Point 4: The dismissal of risky predictions is far from convincing (and generalizability is typically a means to risky predictions, not a goal in itself).


If we read Popper (but also on the statistical side the work of Neyman) we see induction as a possible goal in science is clearly rejected. Yarkoni mentions deductive approaches briefly in his section on adopting better standards, in the sub-section on making riskier predictions. I intuitively expected this section to be crucial – after all, it finally turns to those scholars who would vehemently disagree with most of Yarkoni’s arguments in the preceding sections – but I found this part rather disappointing. Strangely enough, Yarkoni simply proposes predictions as a possible solution – but since the deductive approach goes directly against the inductive approach proposed by Yarkoni, it seems very weird to just mention risky predictions as one possible solution, when it is actually a completely opposite approach that rejects most of what Yarkoni argues for. Yarkoni does not seem to believe that the deductive mode proposed by Popper, Meehl, and Mayo, a hypothesis testing approach that is arguably the dominant approach in most of psychology (Cortina & Dunlap, 1997; Dienes, 2008; Hacking, 1965), has a lot of potential. The reason he doubts severe tests of predictions will be useful is that “in most domains of psychology, there are pervasive and typically very plausible competing explanations for almost every finding” (Yarkoni, p. 19). This could be resolved if risky predictions were possible, which Yarkoni doubts.

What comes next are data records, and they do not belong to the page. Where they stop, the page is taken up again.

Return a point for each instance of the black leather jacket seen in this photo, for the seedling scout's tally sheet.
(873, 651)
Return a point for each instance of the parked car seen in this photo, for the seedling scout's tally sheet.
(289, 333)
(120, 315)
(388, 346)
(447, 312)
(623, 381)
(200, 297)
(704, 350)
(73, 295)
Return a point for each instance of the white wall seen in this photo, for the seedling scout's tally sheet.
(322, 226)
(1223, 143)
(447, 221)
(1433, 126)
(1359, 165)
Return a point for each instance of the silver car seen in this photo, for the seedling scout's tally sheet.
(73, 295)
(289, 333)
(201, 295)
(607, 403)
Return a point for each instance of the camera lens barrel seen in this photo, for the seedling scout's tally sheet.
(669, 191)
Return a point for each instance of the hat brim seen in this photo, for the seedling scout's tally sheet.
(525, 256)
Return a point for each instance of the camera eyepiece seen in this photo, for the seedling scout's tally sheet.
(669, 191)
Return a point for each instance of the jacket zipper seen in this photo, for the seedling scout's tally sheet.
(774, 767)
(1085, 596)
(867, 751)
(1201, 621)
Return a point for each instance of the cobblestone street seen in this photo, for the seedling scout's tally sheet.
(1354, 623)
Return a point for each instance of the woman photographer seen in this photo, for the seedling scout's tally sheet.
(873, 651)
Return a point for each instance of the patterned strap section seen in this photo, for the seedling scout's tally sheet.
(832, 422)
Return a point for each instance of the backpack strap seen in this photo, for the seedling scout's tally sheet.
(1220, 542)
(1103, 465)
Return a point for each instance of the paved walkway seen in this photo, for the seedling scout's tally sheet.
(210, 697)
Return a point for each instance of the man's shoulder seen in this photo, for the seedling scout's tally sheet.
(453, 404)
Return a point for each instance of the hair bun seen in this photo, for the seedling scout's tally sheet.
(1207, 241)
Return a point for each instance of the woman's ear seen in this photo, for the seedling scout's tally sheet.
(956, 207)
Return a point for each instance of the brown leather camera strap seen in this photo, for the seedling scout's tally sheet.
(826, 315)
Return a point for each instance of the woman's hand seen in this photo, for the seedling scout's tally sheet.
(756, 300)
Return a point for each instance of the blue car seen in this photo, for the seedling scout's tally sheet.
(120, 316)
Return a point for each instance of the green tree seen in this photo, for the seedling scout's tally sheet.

Yarkoni’s criticism on the possibility of severe tests is regrettably weak. Yarkoni says that “Unfortunately, in most domains of psychology, there are pervasive and typically very plausible competing explanations for almost every finding.” From his references (Cohen, Lykken, Meehl) we can see he refers to the crud factor, or the idea that the null hypothesis is always false. As we recently pointed out in a review paper on crud (Orben & Lakens, 2019), Meehl and Lykken disagreed about the definition of the crud factor, the evidence of crud in some datasets can not be generalized to all studies in pychology, and “The lack of conceptual debate and empirical research about the crud factor has been noted by critics who disagree with how some scientists treat the crud factor as an “axiom that needs no testing” (Mulaik, Raju, & Harshman, 1997).”. Altogether, I am very unconvinced by this cursory reference to crud makes a convincing point that “there are pervasive and typically very plausible competing explanations for almost every finding”. Risky predictions seem possible, to me, and demonstrating the generalizability of findings is actually one way to perform a severe test.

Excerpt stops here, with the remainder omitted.